Et cela me fait dire qu’au lieu d’essayer d’acheter Eto’o ou Drogba en faisant du déficit, peut-être que l’Olympique Lyonnais devrait garder ses techniciens plus longtemps pour que ceux-ci puissent travailler dans la durée, au lieu de les mettre à la porte comme J.M. Aulas l’a fait l’année passé avec Perrin…après un doublé Coupe-Championnat. Dans le même ordre d’idées, peut-être aussi que J.M. Aulas devrait comprendre que dans son club la partie sportive doit être séparée de la partie administrative, par exemple comme à Barcelone où Guardiola a les pleins pouvoirs sur la gestion de l’effectif qui lui est attribué .Peut-être enfin que l’O.L. devrait davantage insister sur la formation maison qui lui a déjà donné des joueurs comme Ben Arfa et surtout Karim Benzema, aujourd’hui son meilleur joueur, même s’il ne vaut pas 100 millions d’euros comme le clame J.M. Aulas. Toujours ce souci de l’exagération !

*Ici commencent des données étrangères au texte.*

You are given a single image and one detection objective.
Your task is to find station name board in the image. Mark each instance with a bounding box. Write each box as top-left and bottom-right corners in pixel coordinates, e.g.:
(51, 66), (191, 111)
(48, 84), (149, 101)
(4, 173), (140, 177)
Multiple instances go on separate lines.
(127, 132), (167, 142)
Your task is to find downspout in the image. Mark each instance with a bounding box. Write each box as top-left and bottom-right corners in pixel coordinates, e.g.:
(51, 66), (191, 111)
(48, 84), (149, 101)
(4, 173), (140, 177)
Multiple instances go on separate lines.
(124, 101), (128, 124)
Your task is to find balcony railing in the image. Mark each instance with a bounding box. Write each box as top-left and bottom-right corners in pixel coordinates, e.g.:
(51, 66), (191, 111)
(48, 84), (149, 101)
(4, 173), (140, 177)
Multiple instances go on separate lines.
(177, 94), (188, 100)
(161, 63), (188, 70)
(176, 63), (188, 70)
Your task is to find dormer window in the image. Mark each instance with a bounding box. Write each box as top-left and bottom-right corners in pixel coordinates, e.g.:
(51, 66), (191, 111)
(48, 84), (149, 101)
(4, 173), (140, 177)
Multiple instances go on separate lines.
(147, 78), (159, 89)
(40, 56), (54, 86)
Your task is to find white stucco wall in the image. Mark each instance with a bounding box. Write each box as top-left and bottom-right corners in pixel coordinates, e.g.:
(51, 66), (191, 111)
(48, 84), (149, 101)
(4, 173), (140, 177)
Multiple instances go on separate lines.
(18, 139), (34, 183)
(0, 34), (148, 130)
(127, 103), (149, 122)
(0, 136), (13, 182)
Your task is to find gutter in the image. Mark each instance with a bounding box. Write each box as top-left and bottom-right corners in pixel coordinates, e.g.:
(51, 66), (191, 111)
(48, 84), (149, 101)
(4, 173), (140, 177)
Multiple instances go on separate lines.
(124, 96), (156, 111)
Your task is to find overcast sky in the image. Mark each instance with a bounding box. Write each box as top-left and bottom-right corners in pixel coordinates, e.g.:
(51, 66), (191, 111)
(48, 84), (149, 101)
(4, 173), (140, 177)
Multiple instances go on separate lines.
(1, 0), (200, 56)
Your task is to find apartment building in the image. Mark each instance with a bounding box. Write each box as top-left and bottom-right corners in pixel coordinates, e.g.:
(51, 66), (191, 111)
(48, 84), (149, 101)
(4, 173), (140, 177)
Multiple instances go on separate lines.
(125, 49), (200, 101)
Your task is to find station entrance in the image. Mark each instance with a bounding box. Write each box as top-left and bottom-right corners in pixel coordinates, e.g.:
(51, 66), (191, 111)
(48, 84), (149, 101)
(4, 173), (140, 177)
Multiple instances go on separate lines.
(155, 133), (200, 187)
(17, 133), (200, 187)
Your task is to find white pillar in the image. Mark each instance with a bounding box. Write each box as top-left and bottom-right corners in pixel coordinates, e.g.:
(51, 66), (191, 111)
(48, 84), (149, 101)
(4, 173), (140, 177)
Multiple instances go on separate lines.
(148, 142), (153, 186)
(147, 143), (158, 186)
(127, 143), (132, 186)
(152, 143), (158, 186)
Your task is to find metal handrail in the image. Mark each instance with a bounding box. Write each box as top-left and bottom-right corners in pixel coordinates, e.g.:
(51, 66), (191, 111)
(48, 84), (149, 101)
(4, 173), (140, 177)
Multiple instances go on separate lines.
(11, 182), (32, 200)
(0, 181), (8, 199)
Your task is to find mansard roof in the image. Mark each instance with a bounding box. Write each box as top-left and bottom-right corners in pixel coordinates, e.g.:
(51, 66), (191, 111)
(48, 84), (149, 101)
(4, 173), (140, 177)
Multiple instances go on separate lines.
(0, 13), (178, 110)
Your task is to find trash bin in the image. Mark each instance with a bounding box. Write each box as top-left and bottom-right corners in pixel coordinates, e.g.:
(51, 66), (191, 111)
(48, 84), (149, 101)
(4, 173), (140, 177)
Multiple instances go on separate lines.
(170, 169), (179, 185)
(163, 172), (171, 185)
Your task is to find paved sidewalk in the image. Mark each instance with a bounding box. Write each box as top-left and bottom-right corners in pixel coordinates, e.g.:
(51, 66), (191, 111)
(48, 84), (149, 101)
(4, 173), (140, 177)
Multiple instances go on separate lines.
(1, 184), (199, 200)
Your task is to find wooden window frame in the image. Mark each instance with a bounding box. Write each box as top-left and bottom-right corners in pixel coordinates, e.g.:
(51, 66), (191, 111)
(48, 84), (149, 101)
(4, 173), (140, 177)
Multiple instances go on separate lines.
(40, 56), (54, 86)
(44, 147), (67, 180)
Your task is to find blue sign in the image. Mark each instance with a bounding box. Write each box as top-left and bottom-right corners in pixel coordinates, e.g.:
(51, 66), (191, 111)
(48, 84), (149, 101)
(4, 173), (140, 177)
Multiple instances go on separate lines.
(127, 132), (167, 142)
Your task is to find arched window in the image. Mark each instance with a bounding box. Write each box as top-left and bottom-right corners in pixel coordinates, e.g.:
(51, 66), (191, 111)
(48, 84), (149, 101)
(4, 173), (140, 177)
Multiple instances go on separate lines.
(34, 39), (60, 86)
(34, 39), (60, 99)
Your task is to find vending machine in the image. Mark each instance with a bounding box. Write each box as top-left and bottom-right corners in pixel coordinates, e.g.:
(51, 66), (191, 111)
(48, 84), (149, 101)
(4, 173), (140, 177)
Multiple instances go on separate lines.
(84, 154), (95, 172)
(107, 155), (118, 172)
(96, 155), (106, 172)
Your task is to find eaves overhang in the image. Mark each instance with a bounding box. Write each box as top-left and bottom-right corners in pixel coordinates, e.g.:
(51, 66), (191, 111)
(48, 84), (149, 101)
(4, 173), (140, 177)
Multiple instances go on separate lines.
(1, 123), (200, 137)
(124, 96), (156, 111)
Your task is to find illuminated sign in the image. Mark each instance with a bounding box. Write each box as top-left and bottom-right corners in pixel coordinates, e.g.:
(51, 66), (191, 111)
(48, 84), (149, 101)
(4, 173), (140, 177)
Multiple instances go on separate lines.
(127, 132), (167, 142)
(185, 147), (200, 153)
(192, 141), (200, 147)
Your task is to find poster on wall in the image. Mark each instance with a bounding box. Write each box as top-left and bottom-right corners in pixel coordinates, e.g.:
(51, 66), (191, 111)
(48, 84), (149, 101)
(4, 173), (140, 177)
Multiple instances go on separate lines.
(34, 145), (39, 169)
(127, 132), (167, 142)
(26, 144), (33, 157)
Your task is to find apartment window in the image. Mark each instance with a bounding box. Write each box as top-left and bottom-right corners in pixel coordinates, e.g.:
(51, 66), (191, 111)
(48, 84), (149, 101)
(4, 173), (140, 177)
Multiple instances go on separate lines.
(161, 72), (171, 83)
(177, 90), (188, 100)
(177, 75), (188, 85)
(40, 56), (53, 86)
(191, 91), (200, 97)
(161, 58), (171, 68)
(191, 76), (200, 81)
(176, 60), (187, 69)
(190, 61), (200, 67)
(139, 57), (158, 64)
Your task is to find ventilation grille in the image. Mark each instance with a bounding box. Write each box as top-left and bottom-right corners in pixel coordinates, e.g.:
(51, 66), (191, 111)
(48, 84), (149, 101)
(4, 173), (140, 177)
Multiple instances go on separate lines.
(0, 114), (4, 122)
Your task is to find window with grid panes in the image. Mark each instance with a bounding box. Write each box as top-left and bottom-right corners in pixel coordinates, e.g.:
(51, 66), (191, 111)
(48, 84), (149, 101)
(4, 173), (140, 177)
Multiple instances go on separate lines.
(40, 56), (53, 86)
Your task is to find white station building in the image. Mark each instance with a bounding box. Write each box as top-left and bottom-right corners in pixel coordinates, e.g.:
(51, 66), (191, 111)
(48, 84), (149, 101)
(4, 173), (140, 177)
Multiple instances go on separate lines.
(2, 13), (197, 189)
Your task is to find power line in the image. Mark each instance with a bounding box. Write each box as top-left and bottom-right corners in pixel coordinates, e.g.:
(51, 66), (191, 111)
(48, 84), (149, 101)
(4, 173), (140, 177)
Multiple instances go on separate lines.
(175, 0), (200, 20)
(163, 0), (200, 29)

Et puisqu’on parle d’exagération, est-ce que J.M. Aulas n’exagère pas quand il affirme que l’Espagne a des lois fiscales qui font que les meilleurs joueurs viennent chez elle et que l’écart avec les meilleurs clubs espagnols est énorme . Par exemple qu’a fait le Real contre Liverpool ? Et puis combien y-a-t-il de clubs italiens encore qualifiés en Ligue des Champions ? Zéro, comme chez nous en France où nos clubs brillent au moins en Coupe de l’UEFA, ce qui n’est pas le cas des clubs italiens (même le Milan AC a été éliminé !). Alors Monsieur Aulas, faites en sorte de repartir sur de bonnes bases et essayez d’imiter Porto ou Villareal, ce qui vous permettra peut-être de gagner la Ligue des Champions comme l’avait fait le F.C. de Porto* en 2004…en battant Monaco en finale, Monaco qui avait éliminé le Real et Chelsea. Porto et Monaco plus riches que Lyon ? Cela m’étonnerait.
Michel Escatafal
* Porto a gagné la Coupe de l’UEFA en 2003, la Coupe d’Europe (C1) en 1987, la Ligue des Champions en 2004.